Yaakov, however, has the toughest decision to make. His favorite wife has died so he has no one
to help him out with his decision, and Yaakov is somewhat inconclusive. He finally does pick Yosef, Rochel's "Bechor," to be his chosen son. This is shown by the coat he gives Yosef which puts him on a higher level than his brothers. It is also shown later before Yaakov dies, when he gives Yosef two portions, one for Menasheh and one for Ephraim; it is generally the right of the Bechor to get two portions. But the reason Yaakov's choice is so much more devastating than that of the other Avos is that really all of the brothers end up as Bechoros in a certain sense, because none of them are totally rejected. Thus when Yaakov shows favoritism to one of his children, without throwing the rest out like the other Avos did, he creates tremendous animosity, because the distinction between them is somewhat blurred, since all the children remain part of the Jewish fold, and as Sefer Bereishis progresses, another son, Yehudah, actually develops as the recognized leader.

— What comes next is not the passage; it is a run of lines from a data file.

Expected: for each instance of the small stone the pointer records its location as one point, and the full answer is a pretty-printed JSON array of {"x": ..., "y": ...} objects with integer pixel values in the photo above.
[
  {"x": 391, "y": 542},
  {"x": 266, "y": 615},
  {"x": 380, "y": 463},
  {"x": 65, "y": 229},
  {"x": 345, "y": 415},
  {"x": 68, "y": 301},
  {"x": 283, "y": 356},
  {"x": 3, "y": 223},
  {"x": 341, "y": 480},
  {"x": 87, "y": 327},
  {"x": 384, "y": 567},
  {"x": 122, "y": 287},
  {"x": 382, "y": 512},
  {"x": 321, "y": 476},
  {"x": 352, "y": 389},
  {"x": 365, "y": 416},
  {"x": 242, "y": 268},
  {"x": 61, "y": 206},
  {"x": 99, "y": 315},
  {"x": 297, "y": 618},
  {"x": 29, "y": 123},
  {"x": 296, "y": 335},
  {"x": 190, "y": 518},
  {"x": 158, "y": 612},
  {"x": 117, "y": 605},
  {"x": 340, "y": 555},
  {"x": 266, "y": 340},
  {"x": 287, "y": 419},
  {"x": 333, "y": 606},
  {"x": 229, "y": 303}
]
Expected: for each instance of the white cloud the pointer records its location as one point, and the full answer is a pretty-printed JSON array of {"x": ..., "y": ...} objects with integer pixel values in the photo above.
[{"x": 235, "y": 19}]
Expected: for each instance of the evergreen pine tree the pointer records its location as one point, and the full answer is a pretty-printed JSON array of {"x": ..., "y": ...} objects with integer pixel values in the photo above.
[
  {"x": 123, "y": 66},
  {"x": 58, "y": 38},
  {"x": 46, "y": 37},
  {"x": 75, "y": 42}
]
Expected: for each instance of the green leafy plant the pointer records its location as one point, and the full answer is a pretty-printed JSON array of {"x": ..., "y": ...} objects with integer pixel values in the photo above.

In reality, this question as to who is Yaakov's true Bechor has never been resolved. After Shlomo HaMelech's reign, the nation split into two sections, the kingdom of Yehudah and the kingdom of Yisrael. Many kings of Yisrael were from either Menasheh or Ephraim, and indeed, the kingdom was often called the kingdom of Ephraim; as we know, the two kingdoms of Yehudah and Yisrael did not always get along very well. This animosity between Yehudah and Yosef will not end until the time of Moshiach, when there will first be a Moshiach Ben Yosef, who will be killed, and then there will be a Moshiach Ben Dovid, who will represent the total rule by Yehudah, who interestingly was not the Bechor that Yaakov initially picked. Once this is accomplished, Bnai Yisrael will finally be one nation, never to be divided again.